Matthew Macfadyen as John Stonehouse: convinced it will all work out.Credit:ITV

A brisk and initially blithe farce, this three-part British limited series is a nimble portrait of a man who couldn’t comprehend the errors of his ways, even as he was pretending to apologise for them. As with 2018’s A Very English Scandal the story turns on a fantastical but failed crime. But it’s less about the corrupt establishment and more a reflection on male delusion that’s punctuated with a rapier-like wit.

Much of the comic subtlety is derived from Macfadyen’s theatrically exaggerated facial features. The story steadily brings into focus Stonehouse’s wife Barbara (Keeley Hawes, Macfadyen’s wife), so that her support gradually erodes before she delivers a judgment he can’t avoid. It all falls under truth is stranger than fiction, but there’s an inexplicable quality to John Stonehouse that the show and Macfadyen make resonant. There’s no substance behind his many follies.

Super League: The War for Football
Apple TV+

While it does serve as a primer in parts for American audiences less familiar with European football, this docuseries is a comprehensive examination of the tradition-breaking announcement in April 2021 that 12 of the continent’s biggest clubs wanted to start a breakaway mid-week competition. A backlash at every level stopped the scheme in days, but this richly produced narrative – the graphics, for example, are exceptional – goes into details on the money, tradition, and key personalities, most notably the first responder to the crisis, unwavering UEFA boss Aleksander Ceferin.

Hap and Leonard
AMC+

“I look like a fool to you? “And then some!” One of several aromatic, offbeat crime-adjacent dramas that were commissioned in the wake of Breaking Bad breaking big, this series set in 1980s East Texas ran for three seasons starting from 2016. Adapted from the novels by Joe R Lansdale, it stars James Purefoy (The Following) and the late, great Michael Kenneth Williams (The Wire) as the titular best friends, who skirt the law and their own good intentions in a narrative rich with machinations, subtle moral observations, and telling racial politics.

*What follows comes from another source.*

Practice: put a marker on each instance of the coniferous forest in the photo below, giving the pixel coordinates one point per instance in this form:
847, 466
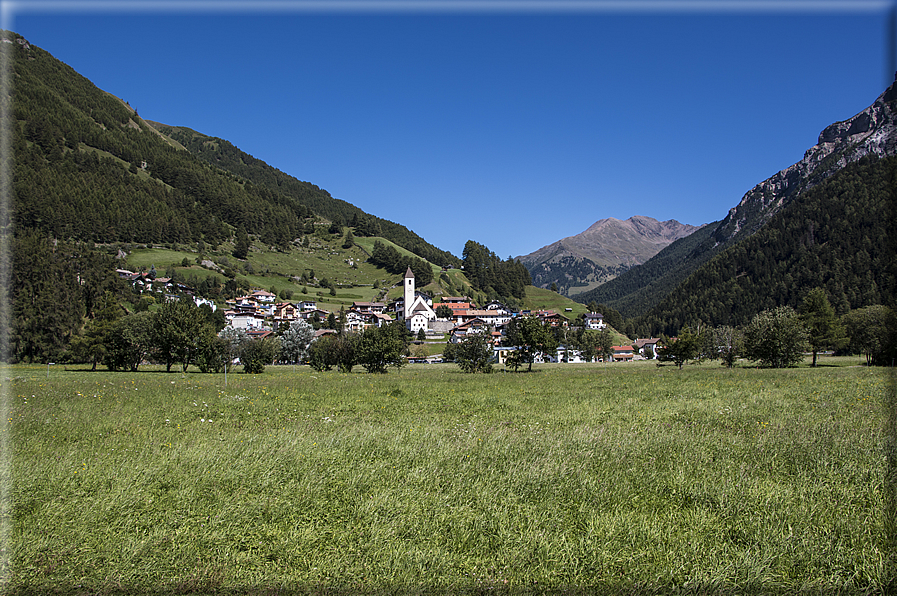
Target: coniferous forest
838, 236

James Purefoy as Hap Collins and Michael Kenneth Williams as Leonard Pine in Hap and Leonard.Credit: James Minchin

Copenhagen Cowboy
Netflix

There’s big Nic (Winding Refn) energy to this sepulchral underworld drama, which is to say that like much of the Danish auteur’s work – see his movies Drive, Only God Forgives, and The Neon Demon – there’s malignant crime horrors, meticulously slow pacing, menacing camera pans, and a welter of trauma-laced deadpan humour on offer. The Rain’s Angela Bundalovic plays the detached Miu, a kind of holy totem purchased by expatriate Serbian gangsters who goes on a revenge odyssey through the Copenhagen underworld. It’s the ultimate distillation of Refn’s image-making: a noir-infused dead end.

Barbarian
Disney+

Bill Skarsgard plays Keith in a double-booked Airbnb.Credit:20th Century Studios

A story of identity and trust that moves from the uneasy to the terrifying, this low-budget American box-office hit begins as a feature about a double-booked Airbnb house in the wilds of Detroit and reaches down into a netherworld of tunnels both physical and psychological as a monstrous trauma falls upon Tess (Georgina Campbell) and Keith (Bill Skarsgard). There are moments of black humour – it is real estate horror, after all – but they also reflect back on the generations of misogyny, and exactly what that creates. It is hugely effective.